Parrotlets – Petite Parrots in a Pint-Sized Package
By: Sandee L. Molenda, C.A.S.
For people who want a bird with
a large parrot personality without the large parrot, look no further than the
diminutive parrotlet. These
wonderful birds have all the personality of the large parrots but cannot eat the
dinning room table.
Recently, there has been an
explosion of parrotlet popularity as pet birds. Being adorable, intelligent,
playful and affectionate, the demand for parrotlets as pets is rapidly
increasing. Most parrotlets are bundles of energy, spending hours swinging,
climbing, playing with toys and interacting with their owners.
The exact life span of a parrotlet is unknown, mainly
because they have not been kept in captivity in large numbers until recently.
However, it is believed to be around 15 to 20 years of age or more.
While they are not immune to avian diseases, if well cared for,
parrotlets tend to be relatively disease resistant. If well fed, kept clean, not
exposed to other birds and protected from accidents, most parrotlets can live a
fairly long life for such a tiny creature.
There are many mispronunciations of the word
"parrotlet" but the correct one is "parrot”-“let", in
which the middle “t” is pronounced.
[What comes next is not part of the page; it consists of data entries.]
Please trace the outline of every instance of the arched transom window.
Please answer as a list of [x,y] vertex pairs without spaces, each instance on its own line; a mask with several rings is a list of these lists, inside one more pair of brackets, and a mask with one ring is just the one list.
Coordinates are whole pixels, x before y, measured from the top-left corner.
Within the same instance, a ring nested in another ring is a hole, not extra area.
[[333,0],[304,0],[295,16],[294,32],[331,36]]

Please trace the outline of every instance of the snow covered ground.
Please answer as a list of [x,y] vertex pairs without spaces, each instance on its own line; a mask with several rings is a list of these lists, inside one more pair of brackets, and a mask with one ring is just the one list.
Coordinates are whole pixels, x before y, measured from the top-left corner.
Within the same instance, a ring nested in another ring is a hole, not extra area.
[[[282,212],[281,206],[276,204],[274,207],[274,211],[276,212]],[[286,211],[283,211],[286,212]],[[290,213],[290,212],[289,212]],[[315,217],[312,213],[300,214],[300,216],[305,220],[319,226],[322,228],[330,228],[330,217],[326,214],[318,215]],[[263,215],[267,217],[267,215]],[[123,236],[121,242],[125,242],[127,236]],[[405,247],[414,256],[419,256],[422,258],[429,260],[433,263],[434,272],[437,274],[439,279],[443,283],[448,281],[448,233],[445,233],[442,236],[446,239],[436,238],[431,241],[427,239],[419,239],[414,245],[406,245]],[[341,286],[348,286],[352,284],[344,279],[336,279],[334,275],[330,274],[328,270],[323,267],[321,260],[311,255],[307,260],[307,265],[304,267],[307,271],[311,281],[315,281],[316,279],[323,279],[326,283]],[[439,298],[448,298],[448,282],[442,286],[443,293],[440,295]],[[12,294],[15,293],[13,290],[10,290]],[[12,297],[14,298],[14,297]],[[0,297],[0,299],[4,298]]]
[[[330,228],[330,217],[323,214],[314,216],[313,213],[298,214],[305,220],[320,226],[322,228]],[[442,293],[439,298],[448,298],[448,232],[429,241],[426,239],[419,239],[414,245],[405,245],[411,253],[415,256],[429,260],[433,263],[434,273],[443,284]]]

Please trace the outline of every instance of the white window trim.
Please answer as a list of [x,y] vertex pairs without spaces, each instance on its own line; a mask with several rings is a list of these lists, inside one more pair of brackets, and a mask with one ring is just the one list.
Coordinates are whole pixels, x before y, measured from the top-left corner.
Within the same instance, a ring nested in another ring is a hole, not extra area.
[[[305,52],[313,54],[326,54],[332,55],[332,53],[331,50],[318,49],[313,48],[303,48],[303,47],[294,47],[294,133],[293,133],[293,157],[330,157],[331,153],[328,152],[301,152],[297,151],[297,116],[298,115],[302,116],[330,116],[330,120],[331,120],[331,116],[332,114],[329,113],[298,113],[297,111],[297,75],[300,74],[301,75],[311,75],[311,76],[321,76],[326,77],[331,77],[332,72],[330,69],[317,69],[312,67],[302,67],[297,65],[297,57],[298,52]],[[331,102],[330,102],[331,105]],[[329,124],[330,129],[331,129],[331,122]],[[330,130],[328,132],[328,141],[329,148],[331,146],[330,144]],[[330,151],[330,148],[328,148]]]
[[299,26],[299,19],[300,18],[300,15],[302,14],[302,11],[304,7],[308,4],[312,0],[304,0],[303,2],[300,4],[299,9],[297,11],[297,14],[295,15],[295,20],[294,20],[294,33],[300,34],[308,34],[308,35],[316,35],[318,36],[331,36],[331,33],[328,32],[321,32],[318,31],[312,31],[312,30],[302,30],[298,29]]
It is also helpful to remember that it
means, "little parrot".
Different Parrotlet Species
The Pacific or Celestial parrotlet (Forpus coelestis)
is the most well-known and popular species of parrotlet.
They are almost five inches in length and weigh approximately 30 grams.
Both males and females are a basic olive green. The males have a
cobalt-blue streak of feathers extending from the eye as well as cobalt blue on
the rump and wings. Females have an
emerald green eye streak. They have dark olive green backs and wings with
yellow-green feathers around the face.
Pacific Color Mutations
Recently, several color mutations of the Pacific
parrotlet have been developed. So far, all but one of the Pacific color
mutations have been recessive and only one are known to be sex linked at this
time. The following color mutations have been developed in the Pacific
parrotlet: albino, dilute (formerly “American yellow”), blue, dilute-blue
(formerly “American white"), fallow, lutino, cinnamon (both recessive and
sex-linked), blue-fallow, pied (both dominant and recessive), pastel (formerly
“European yellow”), grey-green, grey and silver.
Green Rump Parrotlets
Another common species, Green Rump parrotlets (Forpus
passerinus) are also the smallest weighing an average of 22 grams and are
less than four and one-half inches in length. Green Rumps have a delicate,
streamlined body with a small beak in proportion to their heads.
Predominantly apple green, the females have a small patch of bright
yellow feathers between their eyes above their nostrils. The males have bright,
cobalt blue on their primary wing feathers while the secondaries are turquoise.
Spectacled parrotlets (Forpus conspicillatus) are
at the smaller end of the scale weighing approximately 25 grams and less than
five inches in length. The males are a deep, rich evergreen with a bright blue
eye ring, cobalt rump, primary and secondary coverts, secondaries and under wing
coverts, bright violet blue on the primaries and rump.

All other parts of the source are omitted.